All those things have changed since 2012, and many teams ran CAN-only control systems successfully in 2015. As a result, this is the first season that CAN is a viable option for 254.

This speaks volumes.

We stayed away from CAN for a long time because of the reliability stories on CD. But last year we went all in with 9 Talon SRX controllers. They work as advertised, we were quite pleased.

In 2015, 3467 also went whole hog with the Talon SRX - we used one running the built-in Speed Control mode for each of our four mecanum wheels, and two (1 master, one slave) for driving our elevator with Positional PID. One of our mentors insisted that the built-in PID algorithm could be faster (he was looking more for a motion-control mode), but it all worked well enough with a minimum of muss or fuss.

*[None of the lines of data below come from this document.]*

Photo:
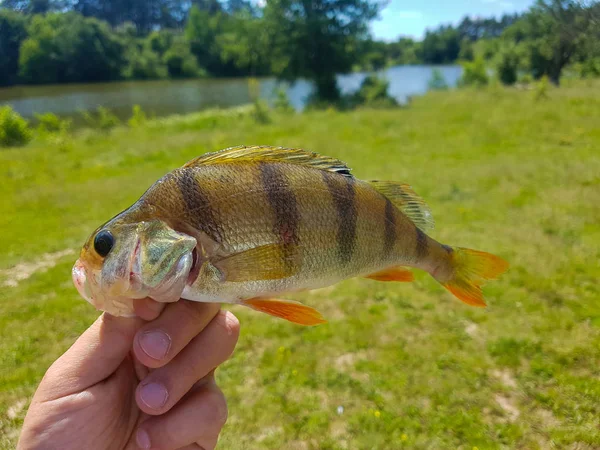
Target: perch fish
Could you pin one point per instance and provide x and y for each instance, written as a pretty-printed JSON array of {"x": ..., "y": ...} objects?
[{"x": 248, "y": 224}]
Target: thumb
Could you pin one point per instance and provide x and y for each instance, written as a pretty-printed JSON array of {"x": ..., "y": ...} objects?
[{"x": 96, "y": 354}]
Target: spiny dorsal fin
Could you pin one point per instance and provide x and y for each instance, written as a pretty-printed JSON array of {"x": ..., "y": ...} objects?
[
  {"x": 271, "y": 154},
  {"x": 407, "y": 201}
]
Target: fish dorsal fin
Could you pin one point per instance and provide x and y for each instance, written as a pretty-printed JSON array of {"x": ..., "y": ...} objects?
[
  {"x": 407, "y": 201},
  {"x": 271, "y": 154}
]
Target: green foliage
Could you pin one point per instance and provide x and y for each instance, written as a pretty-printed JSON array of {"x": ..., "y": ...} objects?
[
  {"x": 138, "y": 117},
  {"x": 373, "y": 93},
  {"x": 474, "y": 73},
  {"x": 12, "y": 33},
  {"x": 69, "y": 48},
  {"x": 179, "y": 60},
  {"x": 102, "y": 119},
  {"x": 541, "y": 88},
  {"x": 260, "y": 112},
  {"x": 507, "y": 64},
  {"x": 309, "y": 43},
  {"x": 49, "y": 123},
  {"x": 590, "y": 68},
  {"x": 437, "y": 81},
  {"x": 14, "y": 130},
  {"x": 441, "y": 46},
  {"x": 398, "y": 365},
  {"x": 282, "y": 102}
]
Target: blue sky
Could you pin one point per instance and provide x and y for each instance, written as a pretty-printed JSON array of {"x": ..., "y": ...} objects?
[{"x": 412, "y": 18}]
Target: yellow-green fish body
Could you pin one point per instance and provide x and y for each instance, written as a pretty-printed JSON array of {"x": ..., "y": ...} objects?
[{"x": 254, "y": 223}]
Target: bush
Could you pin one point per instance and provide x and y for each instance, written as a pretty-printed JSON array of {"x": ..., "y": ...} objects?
[
  {"x": 138, "y": 118},
  {"x": 437, "y": 82},
  {"x": 282, "y": 102},
  {"x": 507, "y": 66},
  {"x": 180, "y": 62},
  {"x": 474, "y": 73},
  {"x": 590, "y": 68},
  {"x": 51, "y": 123},
  {"x": 103, "y": 119},
  {"x": 14, "y": 130},
  {"x": 542, "y": 87},
  {"x": 373, "y": 92}
]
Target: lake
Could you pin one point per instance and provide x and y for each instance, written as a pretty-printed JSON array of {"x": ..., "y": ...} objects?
[{"x": 166, "y": 97}]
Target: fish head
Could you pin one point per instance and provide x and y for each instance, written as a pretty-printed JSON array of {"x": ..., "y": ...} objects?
[{"x": 121, "y": 262}]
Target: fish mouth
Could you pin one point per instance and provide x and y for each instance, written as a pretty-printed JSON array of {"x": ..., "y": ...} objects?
[{"x": 80, "y": 281}]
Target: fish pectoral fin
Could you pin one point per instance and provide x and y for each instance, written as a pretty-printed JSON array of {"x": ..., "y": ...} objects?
[
  {"x": 267, "y": 262},
  {"x": 286, "y": 309},
  {"x": 397, "y": 273},
  {"x": 408, "y": 201}
]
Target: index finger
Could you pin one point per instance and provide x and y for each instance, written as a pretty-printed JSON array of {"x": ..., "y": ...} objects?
[{"x": 158, "y": 342}]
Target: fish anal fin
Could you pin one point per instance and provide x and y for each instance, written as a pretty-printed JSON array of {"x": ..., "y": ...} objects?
[
  {"x": 407, "y": 201},
  {"x": 266, "y": 262},
  {"x": 286, "y": 309},
  {"x": 396, "y": 273},
  {"x": 271, "y": 154},
  {"x": 471, "y": 269}
]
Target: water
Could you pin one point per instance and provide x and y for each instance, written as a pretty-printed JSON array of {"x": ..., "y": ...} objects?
[{"x": 181, "y": 96}]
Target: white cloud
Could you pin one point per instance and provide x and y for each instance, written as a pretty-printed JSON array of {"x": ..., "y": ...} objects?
[{"x": 409, "y": 14}]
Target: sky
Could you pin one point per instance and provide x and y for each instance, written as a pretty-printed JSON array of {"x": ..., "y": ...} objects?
[{"x": 412, "y": 18}]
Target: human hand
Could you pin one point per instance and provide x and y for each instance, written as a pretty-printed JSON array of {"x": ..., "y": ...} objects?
[{"x": 128, "y": 384}]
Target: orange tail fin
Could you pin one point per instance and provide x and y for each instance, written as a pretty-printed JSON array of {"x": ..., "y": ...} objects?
[
  {"x": 471, "y": 269},
  {"x": 286, "y": 309}
]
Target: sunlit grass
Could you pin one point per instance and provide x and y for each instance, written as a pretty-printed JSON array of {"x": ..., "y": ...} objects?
[{"x": 398, "y": 365}]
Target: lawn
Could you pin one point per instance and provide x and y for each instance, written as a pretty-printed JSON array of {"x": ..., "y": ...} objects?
[{"x": 398, "y": 365}]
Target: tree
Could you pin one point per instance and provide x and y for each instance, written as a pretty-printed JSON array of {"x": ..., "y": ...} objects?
[
  {"x": 552, "y": 31},
  {"x": 312, "y": 38},
  {"x": 441, "y": 46},
  {"x": 12, "y": 33},
  {"x": 34, "y": 6},
  {"x": 68, "y": 48}
]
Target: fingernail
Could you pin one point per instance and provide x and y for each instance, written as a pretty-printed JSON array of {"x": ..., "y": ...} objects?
[
  {"x": 155, "y": 343},
  {"x": 142, "y": 439},
  {"x": 154, "y": 395}
]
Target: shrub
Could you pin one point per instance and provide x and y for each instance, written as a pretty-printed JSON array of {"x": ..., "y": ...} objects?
[
  {"x": 282, "y": 102},
  {"x": 51, "y": 123},
  {"x": 103, "y": 119},
  {"x": 260, "y": 112},
  {"x": 507, "y": 65},
  {"x": 373, "y": 92},
  {"x": 437, "y": 82},
  {"x": 138, "y": 118},
  {"x": 474, "y": 73},
  {"x": 14, "y": 130}
]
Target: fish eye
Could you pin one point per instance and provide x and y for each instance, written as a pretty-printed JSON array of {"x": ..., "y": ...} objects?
[{"x": 103, "y": 242}]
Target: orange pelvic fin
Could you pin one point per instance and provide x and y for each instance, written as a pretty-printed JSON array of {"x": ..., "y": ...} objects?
[
  {"x": 286, "y": 309},
  {"x": 472, "y": 269},
  {"x": 397, "y": 273}
]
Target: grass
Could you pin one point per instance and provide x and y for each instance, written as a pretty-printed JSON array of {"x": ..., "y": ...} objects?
[{"x": 398, "y": 365}]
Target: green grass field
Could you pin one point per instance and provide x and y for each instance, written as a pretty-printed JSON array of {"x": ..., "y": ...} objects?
[{"x": 398, "y": 365}]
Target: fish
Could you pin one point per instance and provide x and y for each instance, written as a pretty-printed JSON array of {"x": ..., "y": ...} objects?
[{"x": 247, "y": 225}]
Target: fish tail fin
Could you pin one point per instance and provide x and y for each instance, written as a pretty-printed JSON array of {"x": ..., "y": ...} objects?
[{"x": 470, "y": 269}]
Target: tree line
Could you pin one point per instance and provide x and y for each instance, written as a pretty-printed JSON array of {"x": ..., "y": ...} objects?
[{"x": 68, "y": 41}]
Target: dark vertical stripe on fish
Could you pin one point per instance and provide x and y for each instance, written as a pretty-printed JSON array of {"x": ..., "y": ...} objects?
[
  {"x": 422, "y": 248},
  {"x": 343, "y": 194},
  {"x": 390, "y": 228},
  {"x": 285, "y": 208},
  {"x": 199, "y": 210}
]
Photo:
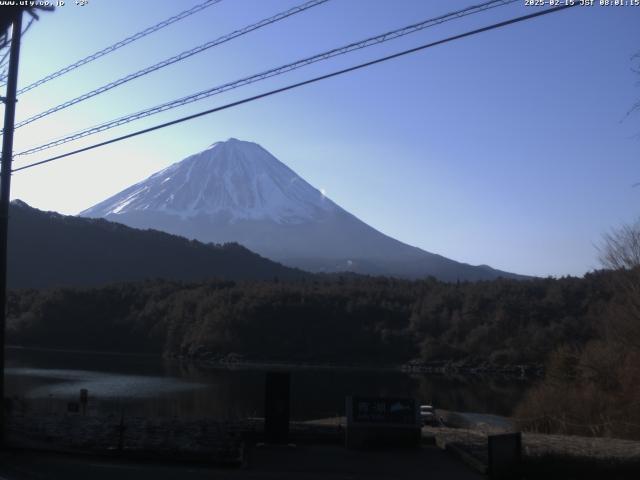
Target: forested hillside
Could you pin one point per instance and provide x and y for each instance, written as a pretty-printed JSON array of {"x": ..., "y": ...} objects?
[
  {"x": 48, "y": 249},
  {"x": 346, "y": 320}
]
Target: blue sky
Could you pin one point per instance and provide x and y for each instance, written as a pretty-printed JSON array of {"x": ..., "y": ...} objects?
[{"x": 511, "y": 148}]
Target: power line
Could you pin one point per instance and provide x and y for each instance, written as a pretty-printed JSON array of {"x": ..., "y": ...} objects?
[
  {"x": 120, "y": 44},
  {"x": 300, "y": 84},
  {"x": 385, "y": 37},
  {"x": 176, "y": 58}
]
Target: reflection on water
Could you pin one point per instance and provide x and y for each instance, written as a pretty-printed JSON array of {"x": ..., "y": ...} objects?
[
  {"x": 104, "y": 385},
  {"x": 152, "y": 386}
]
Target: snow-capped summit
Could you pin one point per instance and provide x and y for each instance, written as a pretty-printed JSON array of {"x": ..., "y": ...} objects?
[
  {"x": 236, "y": 191},
  {"x": 234, "y": 180}
]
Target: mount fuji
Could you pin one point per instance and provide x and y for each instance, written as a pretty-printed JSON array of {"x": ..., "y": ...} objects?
[{"x": 236, "y": 191}]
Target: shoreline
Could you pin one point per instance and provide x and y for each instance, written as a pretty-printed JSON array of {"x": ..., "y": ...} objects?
[{"x": 239, "y": 362}]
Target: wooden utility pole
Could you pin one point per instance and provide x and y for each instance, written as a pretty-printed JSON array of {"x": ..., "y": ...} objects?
[{"x": 5, "y": 190}]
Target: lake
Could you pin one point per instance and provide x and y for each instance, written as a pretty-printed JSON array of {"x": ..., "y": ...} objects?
[{"x": 151, "y": 386}]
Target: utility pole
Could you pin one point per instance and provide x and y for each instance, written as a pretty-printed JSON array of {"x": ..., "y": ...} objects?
[{"x": 5, "y": 190}]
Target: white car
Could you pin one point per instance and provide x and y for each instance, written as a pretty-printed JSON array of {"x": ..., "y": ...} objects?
[{"x": 427, "y": 415}]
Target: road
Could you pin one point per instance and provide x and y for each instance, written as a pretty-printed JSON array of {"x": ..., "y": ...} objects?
[{"x": 263, "y": 463}]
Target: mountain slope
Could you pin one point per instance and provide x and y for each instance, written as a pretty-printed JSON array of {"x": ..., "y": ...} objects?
[
  {"x": 237, "y": 191},
  {"x": 49, "y": 249}
]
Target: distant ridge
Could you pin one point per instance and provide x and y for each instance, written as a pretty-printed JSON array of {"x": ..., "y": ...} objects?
[
  {"x": 48, "y": 249},
  {"x": 237, "y": 191}
]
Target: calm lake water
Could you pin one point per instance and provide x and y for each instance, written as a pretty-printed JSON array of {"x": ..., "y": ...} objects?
[{"x": 152, "y": 386}]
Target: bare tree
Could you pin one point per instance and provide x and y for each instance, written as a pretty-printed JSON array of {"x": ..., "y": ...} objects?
[{"x": 620, "y": 248}]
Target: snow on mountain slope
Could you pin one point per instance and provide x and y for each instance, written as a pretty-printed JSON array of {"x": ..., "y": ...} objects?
[
  {"x": 234, "y": 179},
  {"x": 236, "y": 191}
]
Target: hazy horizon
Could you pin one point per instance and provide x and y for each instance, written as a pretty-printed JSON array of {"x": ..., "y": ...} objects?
[{"x": 511, "y": 149}]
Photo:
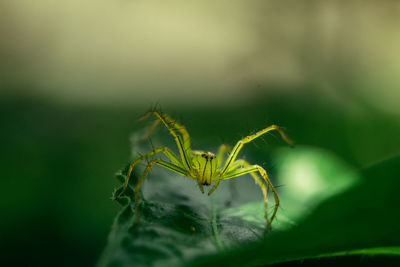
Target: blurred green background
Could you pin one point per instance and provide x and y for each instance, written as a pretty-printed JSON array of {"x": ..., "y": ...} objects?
[{"x": 75, "y": 76}]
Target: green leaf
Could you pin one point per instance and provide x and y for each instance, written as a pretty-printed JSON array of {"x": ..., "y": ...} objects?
[{"x": 327, "y": 209}]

Plus - One of the often overlooked advantages of CAN control is built-in current sensing on each motor - granted it wasn’t really that useful last year (unless maybe when we were building a twelve stack :wink: , but in a defense-heavy game, or a game where climbing might be required, being able to monitor current at the individual motor level might help to intelligently avoid those brown-out conditions that we were all worrying about around this time last year.

Can’t you do the same thing with one CAN run from the RoboRIO to the PDP? The CAN line would even have built-in termination at the PDP. No need for fancy CAN motor controllers if all you need is simple voltage control, and you can still have your current monitoring.

Yes - if all you care about is the overall current draw on the system, the built-in CAN in the Roborio and the PDP is all you need. I was simply pointing out that having intelligence about each current-drawing node might allow you to make intelligent, real-time decisions about which motor(s) to throttle back, depending on the game scenario.

The PDP allows you to monitor the current draw on each output(not just the total), so you can still achieve current control with PWM.

Actually with the new PDP you can get current draws for each power output. So as long as each motor controller is wired 1:1 with a power output on the PDP (which it should be according to 2015 rules), you can get the current draw from each motor.

See documentation here: http://www.ctr-electronics.com/control-system/pdp.html#product_tabs_description_tabbed

The Power Distribution Panel (PDP) is the latest DC power interface for competition robotics. The PDP uses CAN to connect directly to the roboRIO and allows for individual current monitoring on each channel.